1/16" Black Oxide Coated Galvanized Aircraft Cable has a Safe Working load (normally 10:1 for the theater) at 95#. I would challenge your guests and directors to notice it where more normal 1/8" black wire rope would show up.

The fish line in being rated for 75 or more pounds is a statement of it's breaking strength not it's safe working load. Don't need much of a SWL where fish are concerned. Industrial rigging components are normally at a 5:1 safety factor so for stage purposes you should half that statement.

I stock fish line for use in shows along with all kids of wire rope and wire rope clips. Don't even think there is a such thing as a drop forged 1/16" wire rope clip - but there is oval Nicopress Sleeves in that size, along with in the case of our 1/16" wire rope core chain hoist feeder cable a good crimp tool in crimping a steel high temperature ring terminal to it, if not at times supplemented by solder is used by us on equipment such as 2-ton chain hoists to help ensure that the cable feeding the hoist will not if snagged become a safety hazzard as it rips out of the hoist otherwise. I would not recommend ring terminals for rigging but for a more mechanical application they work well in terminating it.

Here is the ammo:
Given this deduction in the safe working load for a 1/16" wire rope clip at 60% thus 57#, one more simple of mind will than say that the fishing line thus stronger. You than say that's not so and ask what type of knot you were supposted to terminate the fish line with?

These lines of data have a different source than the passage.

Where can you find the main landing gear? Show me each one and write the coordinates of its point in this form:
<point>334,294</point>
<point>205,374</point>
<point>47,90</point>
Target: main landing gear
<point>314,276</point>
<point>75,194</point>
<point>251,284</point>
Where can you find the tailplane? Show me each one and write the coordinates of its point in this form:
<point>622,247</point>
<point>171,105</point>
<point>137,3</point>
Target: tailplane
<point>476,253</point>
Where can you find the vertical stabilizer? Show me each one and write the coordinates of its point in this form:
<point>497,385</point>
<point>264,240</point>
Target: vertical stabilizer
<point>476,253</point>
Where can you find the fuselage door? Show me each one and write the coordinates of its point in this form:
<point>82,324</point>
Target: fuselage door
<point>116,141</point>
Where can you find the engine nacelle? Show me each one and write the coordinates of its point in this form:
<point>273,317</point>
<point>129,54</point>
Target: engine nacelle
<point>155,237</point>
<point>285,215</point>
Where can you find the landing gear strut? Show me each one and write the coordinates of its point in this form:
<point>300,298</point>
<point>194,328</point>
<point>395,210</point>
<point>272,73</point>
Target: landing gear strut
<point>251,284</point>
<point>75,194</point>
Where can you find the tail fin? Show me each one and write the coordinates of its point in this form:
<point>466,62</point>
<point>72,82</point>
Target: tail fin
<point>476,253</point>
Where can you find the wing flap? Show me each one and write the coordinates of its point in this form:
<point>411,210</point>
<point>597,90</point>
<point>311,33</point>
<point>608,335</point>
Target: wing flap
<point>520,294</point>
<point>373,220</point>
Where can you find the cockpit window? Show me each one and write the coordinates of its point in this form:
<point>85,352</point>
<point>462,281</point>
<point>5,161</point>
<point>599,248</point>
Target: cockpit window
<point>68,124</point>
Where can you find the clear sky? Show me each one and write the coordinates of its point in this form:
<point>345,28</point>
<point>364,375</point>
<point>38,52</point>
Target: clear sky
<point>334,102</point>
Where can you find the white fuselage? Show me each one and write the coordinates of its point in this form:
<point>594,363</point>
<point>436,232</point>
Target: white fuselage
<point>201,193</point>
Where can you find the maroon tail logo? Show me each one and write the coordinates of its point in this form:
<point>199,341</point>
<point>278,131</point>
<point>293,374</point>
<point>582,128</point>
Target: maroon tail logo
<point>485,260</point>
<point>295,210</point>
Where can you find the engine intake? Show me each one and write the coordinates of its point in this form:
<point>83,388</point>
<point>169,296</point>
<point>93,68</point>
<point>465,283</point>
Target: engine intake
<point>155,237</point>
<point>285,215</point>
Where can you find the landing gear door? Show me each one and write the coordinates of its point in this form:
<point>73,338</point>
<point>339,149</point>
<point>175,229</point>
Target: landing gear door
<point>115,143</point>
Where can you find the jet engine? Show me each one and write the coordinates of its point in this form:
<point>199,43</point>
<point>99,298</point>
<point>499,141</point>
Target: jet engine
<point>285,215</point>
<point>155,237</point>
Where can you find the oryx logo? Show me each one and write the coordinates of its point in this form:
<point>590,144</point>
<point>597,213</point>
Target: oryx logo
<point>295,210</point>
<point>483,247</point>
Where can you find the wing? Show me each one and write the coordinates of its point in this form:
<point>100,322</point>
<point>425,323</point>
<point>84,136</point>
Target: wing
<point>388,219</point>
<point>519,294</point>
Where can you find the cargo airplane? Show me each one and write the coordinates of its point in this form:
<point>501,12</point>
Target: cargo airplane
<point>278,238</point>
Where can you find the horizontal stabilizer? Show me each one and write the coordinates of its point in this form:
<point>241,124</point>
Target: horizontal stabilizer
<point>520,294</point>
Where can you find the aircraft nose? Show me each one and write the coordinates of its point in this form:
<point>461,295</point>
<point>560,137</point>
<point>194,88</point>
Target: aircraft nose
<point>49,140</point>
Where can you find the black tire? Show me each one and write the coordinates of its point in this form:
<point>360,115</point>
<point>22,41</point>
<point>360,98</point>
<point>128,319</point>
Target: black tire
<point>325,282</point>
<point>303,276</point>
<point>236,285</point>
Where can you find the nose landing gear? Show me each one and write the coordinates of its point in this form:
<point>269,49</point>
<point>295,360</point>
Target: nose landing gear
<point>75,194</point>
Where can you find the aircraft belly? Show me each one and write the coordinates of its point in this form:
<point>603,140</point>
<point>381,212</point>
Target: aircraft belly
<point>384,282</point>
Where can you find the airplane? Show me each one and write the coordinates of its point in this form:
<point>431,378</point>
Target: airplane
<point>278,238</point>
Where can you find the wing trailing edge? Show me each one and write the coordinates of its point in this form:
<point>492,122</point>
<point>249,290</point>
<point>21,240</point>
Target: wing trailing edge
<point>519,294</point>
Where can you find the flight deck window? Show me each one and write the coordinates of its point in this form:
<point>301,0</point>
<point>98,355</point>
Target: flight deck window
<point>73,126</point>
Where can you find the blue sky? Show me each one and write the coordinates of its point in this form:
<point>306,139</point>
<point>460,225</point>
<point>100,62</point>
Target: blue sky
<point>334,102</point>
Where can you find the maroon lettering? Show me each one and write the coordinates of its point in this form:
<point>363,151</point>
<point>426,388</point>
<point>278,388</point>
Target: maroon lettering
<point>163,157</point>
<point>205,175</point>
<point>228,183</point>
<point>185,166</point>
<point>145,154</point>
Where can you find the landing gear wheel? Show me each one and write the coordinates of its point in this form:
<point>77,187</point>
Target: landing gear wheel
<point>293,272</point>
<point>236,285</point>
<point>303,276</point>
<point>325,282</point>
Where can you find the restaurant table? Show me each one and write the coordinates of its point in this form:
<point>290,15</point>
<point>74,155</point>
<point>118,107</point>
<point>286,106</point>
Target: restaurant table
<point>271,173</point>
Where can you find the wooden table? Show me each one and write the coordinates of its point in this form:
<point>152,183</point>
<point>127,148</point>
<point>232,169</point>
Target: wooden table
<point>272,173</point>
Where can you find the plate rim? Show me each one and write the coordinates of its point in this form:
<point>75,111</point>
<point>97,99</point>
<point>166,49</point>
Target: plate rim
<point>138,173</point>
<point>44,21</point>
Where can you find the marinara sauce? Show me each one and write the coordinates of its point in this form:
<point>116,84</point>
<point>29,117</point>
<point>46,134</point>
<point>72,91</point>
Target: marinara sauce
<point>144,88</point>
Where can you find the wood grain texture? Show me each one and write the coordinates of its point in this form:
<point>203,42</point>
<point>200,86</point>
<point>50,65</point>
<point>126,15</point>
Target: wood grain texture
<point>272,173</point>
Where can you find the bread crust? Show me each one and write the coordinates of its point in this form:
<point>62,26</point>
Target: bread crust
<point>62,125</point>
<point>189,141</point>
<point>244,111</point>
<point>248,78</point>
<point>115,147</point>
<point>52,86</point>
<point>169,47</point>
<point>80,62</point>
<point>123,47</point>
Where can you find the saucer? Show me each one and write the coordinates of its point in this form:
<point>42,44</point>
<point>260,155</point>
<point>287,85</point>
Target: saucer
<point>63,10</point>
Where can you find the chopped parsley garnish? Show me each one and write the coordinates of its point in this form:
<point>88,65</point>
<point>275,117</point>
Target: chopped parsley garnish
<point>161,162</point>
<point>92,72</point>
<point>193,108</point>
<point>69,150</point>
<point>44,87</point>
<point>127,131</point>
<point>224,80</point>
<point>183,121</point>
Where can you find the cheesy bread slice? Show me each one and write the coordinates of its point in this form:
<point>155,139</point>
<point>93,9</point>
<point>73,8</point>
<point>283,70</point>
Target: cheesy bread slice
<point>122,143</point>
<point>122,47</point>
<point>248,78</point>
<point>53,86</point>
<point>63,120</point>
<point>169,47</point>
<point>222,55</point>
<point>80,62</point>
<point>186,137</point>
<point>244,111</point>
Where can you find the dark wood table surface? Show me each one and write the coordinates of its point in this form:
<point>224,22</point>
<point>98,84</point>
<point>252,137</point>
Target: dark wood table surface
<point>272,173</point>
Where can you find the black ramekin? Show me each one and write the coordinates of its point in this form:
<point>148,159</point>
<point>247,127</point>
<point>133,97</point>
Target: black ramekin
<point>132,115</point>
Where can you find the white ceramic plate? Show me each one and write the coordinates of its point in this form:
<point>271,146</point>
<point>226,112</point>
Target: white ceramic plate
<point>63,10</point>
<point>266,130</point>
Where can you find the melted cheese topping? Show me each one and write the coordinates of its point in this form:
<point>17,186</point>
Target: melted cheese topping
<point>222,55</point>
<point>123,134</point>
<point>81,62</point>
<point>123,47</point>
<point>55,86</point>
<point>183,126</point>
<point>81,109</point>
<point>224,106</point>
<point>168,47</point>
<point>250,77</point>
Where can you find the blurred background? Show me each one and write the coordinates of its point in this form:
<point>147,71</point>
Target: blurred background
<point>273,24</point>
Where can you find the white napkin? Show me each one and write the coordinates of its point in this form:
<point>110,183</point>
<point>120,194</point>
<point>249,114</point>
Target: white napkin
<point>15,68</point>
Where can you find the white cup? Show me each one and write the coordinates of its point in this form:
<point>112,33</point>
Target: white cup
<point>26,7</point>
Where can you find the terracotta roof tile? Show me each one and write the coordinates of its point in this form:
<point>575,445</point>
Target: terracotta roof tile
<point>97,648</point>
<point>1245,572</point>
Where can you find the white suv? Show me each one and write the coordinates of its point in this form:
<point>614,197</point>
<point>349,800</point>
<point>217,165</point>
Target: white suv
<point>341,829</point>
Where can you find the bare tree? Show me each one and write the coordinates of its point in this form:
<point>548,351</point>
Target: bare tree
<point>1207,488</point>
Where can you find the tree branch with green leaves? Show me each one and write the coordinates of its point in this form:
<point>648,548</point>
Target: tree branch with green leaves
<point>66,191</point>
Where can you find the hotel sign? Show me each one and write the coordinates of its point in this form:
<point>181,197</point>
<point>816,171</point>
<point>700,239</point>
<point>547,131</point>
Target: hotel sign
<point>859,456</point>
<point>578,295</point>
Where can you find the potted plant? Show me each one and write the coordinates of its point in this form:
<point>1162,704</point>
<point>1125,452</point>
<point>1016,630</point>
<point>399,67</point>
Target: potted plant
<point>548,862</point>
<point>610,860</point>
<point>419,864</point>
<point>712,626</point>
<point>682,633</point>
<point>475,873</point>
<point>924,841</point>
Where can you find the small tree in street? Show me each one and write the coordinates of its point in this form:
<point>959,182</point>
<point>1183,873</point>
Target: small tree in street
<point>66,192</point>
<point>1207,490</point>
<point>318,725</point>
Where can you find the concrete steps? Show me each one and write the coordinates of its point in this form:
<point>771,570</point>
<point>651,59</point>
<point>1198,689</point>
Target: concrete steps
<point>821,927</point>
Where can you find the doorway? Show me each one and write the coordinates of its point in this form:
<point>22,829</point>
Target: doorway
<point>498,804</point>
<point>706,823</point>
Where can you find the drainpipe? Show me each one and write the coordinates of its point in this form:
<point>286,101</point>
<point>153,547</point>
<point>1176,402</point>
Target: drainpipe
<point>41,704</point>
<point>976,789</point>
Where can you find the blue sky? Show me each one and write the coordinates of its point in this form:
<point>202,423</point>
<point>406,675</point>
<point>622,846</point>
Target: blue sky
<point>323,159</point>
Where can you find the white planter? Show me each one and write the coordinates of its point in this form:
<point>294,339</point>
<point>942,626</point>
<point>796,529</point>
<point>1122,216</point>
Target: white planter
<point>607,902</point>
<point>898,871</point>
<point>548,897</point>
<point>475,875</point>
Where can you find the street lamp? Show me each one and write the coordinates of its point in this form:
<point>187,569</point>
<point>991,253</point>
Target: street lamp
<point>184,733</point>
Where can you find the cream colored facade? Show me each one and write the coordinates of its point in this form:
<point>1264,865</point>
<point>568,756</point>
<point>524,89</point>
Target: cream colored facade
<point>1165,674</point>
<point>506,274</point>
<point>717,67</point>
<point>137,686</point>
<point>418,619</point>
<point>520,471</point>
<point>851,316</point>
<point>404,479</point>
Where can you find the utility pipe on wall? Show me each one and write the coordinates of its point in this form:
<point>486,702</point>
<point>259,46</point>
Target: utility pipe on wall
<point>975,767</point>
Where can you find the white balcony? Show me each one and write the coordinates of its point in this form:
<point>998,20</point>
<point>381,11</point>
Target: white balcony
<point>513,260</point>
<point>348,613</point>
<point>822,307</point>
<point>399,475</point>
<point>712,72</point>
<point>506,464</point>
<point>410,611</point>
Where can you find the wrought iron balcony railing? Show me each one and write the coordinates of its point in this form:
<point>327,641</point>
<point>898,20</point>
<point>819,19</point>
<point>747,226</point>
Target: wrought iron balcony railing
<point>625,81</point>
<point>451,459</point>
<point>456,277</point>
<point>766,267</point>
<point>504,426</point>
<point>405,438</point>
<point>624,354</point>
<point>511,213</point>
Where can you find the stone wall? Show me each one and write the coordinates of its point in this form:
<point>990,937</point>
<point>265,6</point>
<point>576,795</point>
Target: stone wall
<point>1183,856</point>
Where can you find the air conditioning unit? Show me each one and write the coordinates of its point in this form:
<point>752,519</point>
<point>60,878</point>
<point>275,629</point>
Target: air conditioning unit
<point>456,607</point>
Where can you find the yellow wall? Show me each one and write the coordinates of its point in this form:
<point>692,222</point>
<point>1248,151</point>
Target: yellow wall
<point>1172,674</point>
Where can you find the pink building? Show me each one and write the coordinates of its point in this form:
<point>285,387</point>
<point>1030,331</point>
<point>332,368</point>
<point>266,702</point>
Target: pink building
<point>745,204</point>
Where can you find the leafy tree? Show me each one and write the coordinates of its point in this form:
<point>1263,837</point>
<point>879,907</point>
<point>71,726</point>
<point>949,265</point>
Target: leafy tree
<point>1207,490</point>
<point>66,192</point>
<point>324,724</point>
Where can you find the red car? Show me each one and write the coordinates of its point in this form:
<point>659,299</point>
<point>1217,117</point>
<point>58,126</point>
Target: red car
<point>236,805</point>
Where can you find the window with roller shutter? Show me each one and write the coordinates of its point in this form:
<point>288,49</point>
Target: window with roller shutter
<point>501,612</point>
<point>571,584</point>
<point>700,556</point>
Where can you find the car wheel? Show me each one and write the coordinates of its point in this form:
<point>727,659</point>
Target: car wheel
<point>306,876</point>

Per page 192 of Glerum's Stage Rigging Handbook 2nd ed. 

A bowline is 60% 
Figure Eight 64% 
Two Half Hiches 60 to 65%
Square Knot 43%
Clove Hitch 75%
Clove Hitch w. two Half Hiches 65%
Eye Splice w. Thimble 95%

Let's say a Bowline given you can tie it in fish line and it won't slip. Your pre 10:1 safety factor, given those using it would not understand safety factors, after knot working load would than still be 45# or right above that of #4 Tie Line at 40# in this case for it's own SWL. Given the standard for the industry 10:1 safe working load, your fishing line with a bow line knot than is rated for 4.1/2 pounds and that's about all the industry in maximum loading will use such fish line for.


----------



## Radman (Mar 23, 2005)

So if you must use fishing line... use a LOT. 

ex.
_____________ <--batten
_|_|_|_|_|_|_|_ <--fishing line
|____________|<--1/2in foam 1'x8' at about 5#


Overkill is key!


----------



## chieftfac (Mar 23, 2005)

*A big thank you...*

Thanks Ship...I looked up the page referance you noted....that with this thread will help me a lot....Our theater group is a seperate 501(3)c...so sometimes they think I'm just making this stuff up..(to be a prick or control them, I don't know which)..before I started here some 13 years ago they had full run of the place and did all teching with volunteers...and of course there is their favorite response "...we've always done it that way before, and nothing ever fell..." to which I reply "you were damn lucky" 

I took over all tech things on stage ( I was hired as building maint.) when they stripped a batten of 5 (yes 5) 12 x 4 flats, with no ropes on the batten side or removing any weight from the arbor...on the way out the batten caught on a industrial gas heater (should never have been there anyway) and ripped it off the wall...thank god no explosion, and I knew where to shut the gas off quickly...I didn't know you could bend 1 1/2 schd. 40 pipe at a 45 deg. angle...I've got the pic somewhere, I should post it...

Thanks again ship...you're a wealth of knowledge...


----------



## ship (Mar 23, 2005)

I get that statement a lot also. In my case it's more arguing that something that's always been done that way is against code, and that there is better methods for doing it. It's hard to change things over night but in little steps over time you can often look back on huge improvements, much less as time goes by the larger ones are easier to make happen.

Have my own long term projects that every once in a while I make progress with.


----------



## propmonkey (Mar 25, 2005)

why not just order from www.fehr.com thats where we order our thimbles, cables and nico selves. decent prices.


----------